All'interno, ora lo so, alcune di quelle innumerevoli bambine che condividevano un corpo solo, il mio, stanno fissando nella mia memoria quello che mi ha preceduto e ciò che mi sta accadendo ora. Una sorta di imprinting, un regalo dell'infanzia. Quella più vicina a me è impegnata a domare un cartone. Lo piega cercando di creare una cosa simile alle cartelle delle sorelle maggiori. Ha cinque anni, non va ancora a scuola ma deve assolutamente costruire una cartella. Da sola non ci riesce e così cerca aiuto. Sale nell'appartamento della signora Amelia che insieme al marito fabbrica borse e rilega libri. La loro è un'abitazione carica di antiche alchimie e come per incanto le mani sapienti della signora incollano tagliano aggiungono tolgono pezzi e alla fine ecco una cartella.
"A cosa ti serve la cartella Mariella?" e lei "Per giocare!" E via di volata giù per le scale con il cuore in tumulto. È sconvolta da una insana passione. Più semplicemente; è innamorata. Deve fare presto perché tra poco le lezioni finiranno e Lui passerà con amiche e amici in via Montalti. Lui è il figlio di quella che sarà poi la sua maestra e frequenta il Liceo Classico. Tutte le mattine la mia bambina sale su un piccolo sgabello e attende il suo passaggio più che appoggiata, aggrappata alla finestra. Regolarmente la mamma le dice: "Che cosa fai alla finestra? Stai attenta, non ti affacciare troppo perché la testa pesa..." E lei, "sto aspettando Viri e Antonietta."

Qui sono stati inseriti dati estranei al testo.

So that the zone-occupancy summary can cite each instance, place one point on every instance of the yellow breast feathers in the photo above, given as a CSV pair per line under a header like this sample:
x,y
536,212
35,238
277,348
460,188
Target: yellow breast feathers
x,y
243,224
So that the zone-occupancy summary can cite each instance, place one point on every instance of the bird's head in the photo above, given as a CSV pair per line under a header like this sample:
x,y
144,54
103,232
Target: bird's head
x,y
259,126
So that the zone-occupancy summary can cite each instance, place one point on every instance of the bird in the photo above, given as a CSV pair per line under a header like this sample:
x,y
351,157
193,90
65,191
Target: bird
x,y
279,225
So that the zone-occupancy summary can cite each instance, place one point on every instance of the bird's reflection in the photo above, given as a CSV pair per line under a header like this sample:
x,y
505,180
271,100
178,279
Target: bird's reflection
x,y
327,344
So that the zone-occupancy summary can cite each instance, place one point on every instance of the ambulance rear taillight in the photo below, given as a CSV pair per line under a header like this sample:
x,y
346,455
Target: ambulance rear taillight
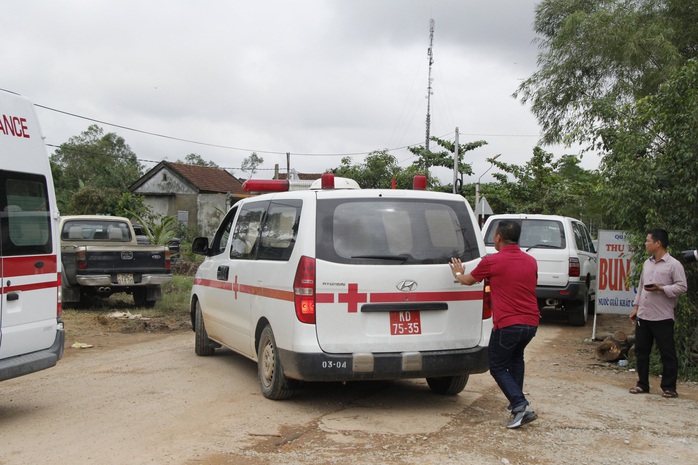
x,y
59,292
304,290
81,258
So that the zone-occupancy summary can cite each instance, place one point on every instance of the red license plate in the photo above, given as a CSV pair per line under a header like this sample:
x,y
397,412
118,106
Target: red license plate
x,y
404,323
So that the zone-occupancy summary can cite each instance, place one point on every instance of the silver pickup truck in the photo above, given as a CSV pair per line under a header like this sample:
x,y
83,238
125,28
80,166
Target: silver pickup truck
x,y
101,256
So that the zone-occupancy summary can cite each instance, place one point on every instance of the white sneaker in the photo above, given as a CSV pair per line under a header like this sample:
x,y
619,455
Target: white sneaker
x,y
522,417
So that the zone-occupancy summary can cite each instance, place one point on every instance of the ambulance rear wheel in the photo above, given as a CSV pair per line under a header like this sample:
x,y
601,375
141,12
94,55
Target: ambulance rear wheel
x,y
448,385
272,381
203,346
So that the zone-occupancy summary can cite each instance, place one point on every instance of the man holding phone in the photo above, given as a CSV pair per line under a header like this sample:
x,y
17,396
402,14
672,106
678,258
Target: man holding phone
x,y
662,280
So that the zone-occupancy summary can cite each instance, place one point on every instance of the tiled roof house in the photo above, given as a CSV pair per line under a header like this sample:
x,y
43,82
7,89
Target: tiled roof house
x,y
196,195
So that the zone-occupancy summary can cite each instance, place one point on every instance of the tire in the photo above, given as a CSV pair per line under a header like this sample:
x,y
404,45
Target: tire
x,y
448,385
203,346
578,312
272,381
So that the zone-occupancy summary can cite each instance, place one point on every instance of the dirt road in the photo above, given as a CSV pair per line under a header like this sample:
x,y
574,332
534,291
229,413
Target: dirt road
x,y
147,399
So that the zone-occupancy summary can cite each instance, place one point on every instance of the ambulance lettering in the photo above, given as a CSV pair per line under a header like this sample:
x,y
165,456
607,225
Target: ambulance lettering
x,y
14,126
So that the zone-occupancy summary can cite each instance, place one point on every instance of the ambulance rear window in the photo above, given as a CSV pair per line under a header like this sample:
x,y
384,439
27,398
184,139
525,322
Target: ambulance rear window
x,y
25,221
391,231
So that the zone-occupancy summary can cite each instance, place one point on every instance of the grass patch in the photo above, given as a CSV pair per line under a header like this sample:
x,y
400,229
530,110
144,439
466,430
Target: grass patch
x,y
169,314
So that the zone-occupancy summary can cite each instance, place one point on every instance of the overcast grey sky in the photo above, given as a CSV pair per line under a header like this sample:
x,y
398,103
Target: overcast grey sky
x,y
317,78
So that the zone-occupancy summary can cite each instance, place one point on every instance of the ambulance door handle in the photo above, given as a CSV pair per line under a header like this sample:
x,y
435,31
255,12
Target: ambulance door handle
x,y
222,274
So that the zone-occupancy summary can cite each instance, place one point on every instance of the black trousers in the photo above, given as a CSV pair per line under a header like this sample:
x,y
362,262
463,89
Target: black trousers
x,y
661,332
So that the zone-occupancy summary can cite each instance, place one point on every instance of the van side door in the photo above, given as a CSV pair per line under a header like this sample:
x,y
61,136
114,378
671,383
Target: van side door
x,y
586,254
29,279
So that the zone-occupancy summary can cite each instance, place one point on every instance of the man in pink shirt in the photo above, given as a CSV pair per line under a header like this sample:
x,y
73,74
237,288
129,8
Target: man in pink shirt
x,y
662,280
512,276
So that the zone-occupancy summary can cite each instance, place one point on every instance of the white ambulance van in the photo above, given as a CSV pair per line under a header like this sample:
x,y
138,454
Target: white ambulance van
x,y
337,283
31,330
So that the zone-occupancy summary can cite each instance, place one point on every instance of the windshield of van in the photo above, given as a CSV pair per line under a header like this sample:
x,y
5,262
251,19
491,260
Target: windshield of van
x,y
547,234
390,231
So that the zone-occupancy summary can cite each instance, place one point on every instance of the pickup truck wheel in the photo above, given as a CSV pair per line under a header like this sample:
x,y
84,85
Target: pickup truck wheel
x,y
448,385
578,312
203,346
274,384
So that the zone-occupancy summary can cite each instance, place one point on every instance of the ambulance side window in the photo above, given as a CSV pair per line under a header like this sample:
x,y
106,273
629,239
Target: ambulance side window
x,y
25,220
246,231
220,240
280,230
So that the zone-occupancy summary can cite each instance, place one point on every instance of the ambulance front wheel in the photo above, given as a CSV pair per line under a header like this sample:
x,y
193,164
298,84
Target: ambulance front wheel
x,y
448,385
272,381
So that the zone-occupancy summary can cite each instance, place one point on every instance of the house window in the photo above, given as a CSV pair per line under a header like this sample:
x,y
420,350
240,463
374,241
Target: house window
x,y
183,217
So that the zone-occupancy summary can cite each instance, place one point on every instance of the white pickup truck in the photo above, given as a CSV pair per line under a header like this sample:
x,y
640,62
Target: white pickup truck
x,y
101,256
566,258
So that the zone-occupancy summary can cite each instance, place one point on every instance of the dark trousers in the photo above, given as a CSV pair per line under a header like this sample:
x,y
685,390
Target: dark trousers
x,y
661,332
506,354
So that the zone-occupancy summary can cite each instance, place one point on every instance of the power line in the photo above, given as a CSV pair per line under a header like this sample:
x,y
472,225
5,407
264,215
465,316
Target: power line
x,y
242,149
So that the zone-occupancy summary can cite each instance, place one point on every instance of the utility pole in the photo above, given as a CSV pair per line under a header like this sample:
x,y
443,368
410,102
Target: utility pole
x,y
429,89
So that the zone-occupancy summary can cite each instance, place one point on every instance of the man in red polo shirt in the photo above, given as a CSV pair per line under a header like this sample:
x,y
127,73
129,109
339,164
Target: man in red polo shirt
x,y
512,276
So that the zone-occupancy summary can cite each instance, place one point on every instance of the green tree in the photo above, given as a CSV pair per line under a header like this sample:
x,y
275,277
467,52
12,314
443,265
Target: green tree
x,y
97,162
597,55
651,172
544,185
621,76
376,171
250,164
444,158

Chissà cosa può fare una bambina di cinque anni alla finestra se non aspettare le sorelle che rientrano da scuola? Ma lei ha un segreto che le toglie il respiro ed è disposta a mentire senza nessun pentimento. Oggi con la cartella in mano è grande. Scende nella strada e si sente ed è coetanea di quegli studenti che rientrano dalle lezioni. Lui finalmente arriva e pone lo sguardo su quella strana cartella di cartone, fatta però a regola d 'arte. Pensa a quanta miseria c'è in giro e dona un sorriso a quella povera bambina. E lei pensa: "Mi ha sorriso; è fatta." Corre veloce a casa, sale nella stanza da letto dei genitori e siede sul grande letto di fronte allo specchio e gli dice: "Fammi diventare grande, subito, perché domani mi sposo."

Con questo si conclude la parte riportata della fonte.